R Sreesankar, Head - Institutional Equities, Prabhudas Lilladher, says he is positive on the Information Technology (IT) space despite the expected impact because of the recent Chennai floods.
“Every player having offshore IT centre with higher concentration of its employee base in Chennai will invariably be impacted. However, there are reports that these companies are working extra hours and weekends now to compensate for the lost work. We continue to be positive as this is just a one-off event”, Sreesankar says.
Sreesankar prefers private sector banks like ICICI Bank and HDFC Bank at current valuations. He is, however, not comfortable with public sector banks, although within that space he believes SBI valuations look attractive.

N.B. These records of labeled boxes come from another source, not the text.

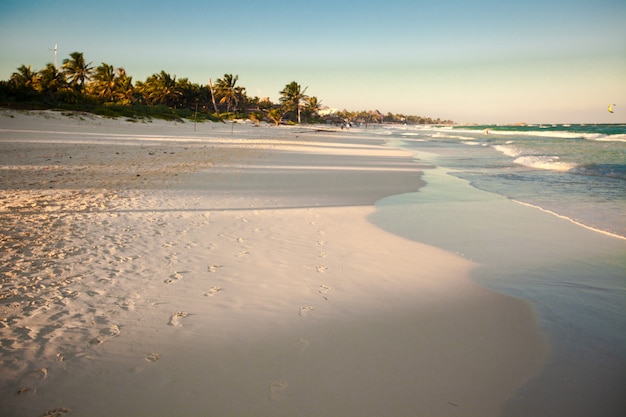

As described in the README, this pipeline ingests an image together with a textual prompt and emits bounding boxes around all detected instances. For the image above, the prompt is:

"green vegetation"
[0,52,452,126]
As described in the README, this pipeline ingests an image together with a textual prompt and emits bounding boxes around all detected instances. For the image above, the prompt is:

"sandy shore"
[0,111,546,416]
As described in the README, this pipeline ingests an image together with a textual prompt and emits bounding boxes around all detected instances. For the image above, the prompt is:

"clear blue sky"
[0,0,626,123]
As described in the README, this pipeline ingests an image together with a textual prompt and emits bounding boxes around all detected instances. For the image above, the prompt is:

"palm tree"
[113,68,138,104]
[38,64,65,94]
[304,96,322,122]
[280,81,308,124]
[91,62,116,101]
[11,65,39,89]
[61,52,93,93]
[267,107,286,126]
[215,74,244,113]
[138,71,181,107]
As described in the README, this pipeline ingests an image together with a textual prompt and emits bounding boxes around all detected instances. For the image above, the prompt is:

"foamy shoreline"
[0,112,546,416]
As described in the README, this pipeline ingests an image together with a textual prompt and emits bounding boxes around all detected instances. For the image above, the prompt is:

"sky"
[0,0,626,123]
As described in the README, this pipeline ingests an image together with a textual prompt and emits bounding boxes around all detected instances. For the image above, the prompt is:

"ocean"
[367,125,626,417]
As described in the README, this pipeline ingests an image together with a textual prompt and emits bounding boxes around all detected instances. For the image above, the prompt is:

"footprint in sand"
[204,287,222,297]
[300,306,313,317]
[167,311,189,327]
[270,380,287,401]
[163,272,183,284]
[317,284,330,294]
[43,407,70,417]
[296,337,311,353]
[89,324,121,345]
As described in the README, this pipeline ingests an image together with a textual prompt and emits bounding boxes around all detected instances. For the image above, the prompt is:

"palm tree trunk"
[209,78,219,114]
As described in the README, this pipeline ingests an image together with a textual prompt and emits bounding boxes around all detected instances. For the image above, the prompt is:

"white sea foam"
[432,133,476,140]
[513,155,576,171]
[493,142,522,158]
[512,200,626,240]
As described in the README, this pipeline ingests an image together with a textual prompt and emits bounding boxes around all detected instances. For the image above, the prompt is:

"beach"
[0,110,544,417]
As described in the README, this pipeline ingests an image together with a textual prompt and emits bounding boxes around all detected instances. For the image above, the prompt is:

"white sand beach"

Among pharmaceutical companies, Sreesankar prefers Aurobindo, Glenmark and Jubilant and expects these to deliver strong returns over a period of time.“There have been bouts of huge outperformance in some stocks like Jubilant and Glenmark. So they might see a period of underperformance. But, we continue to be optimistic on them in the longer term”, Sreesankar says.
Sreesankar is also very positive on some of the logistics companies like VRL and Allcargo and points out that his outlook does not rerly on passage of the GST bill.
“If implemented, GST would only be a bonus. Fundamental business has to be strong”, he says, adding “Allcargo is part of a global business and we believe company will generate cash of Rs 600 cr over next 2 years and become debt-free, unless they go for expansion or acquisition. The projects and engineering services business, which was a drag earlier, is also likely to do well”.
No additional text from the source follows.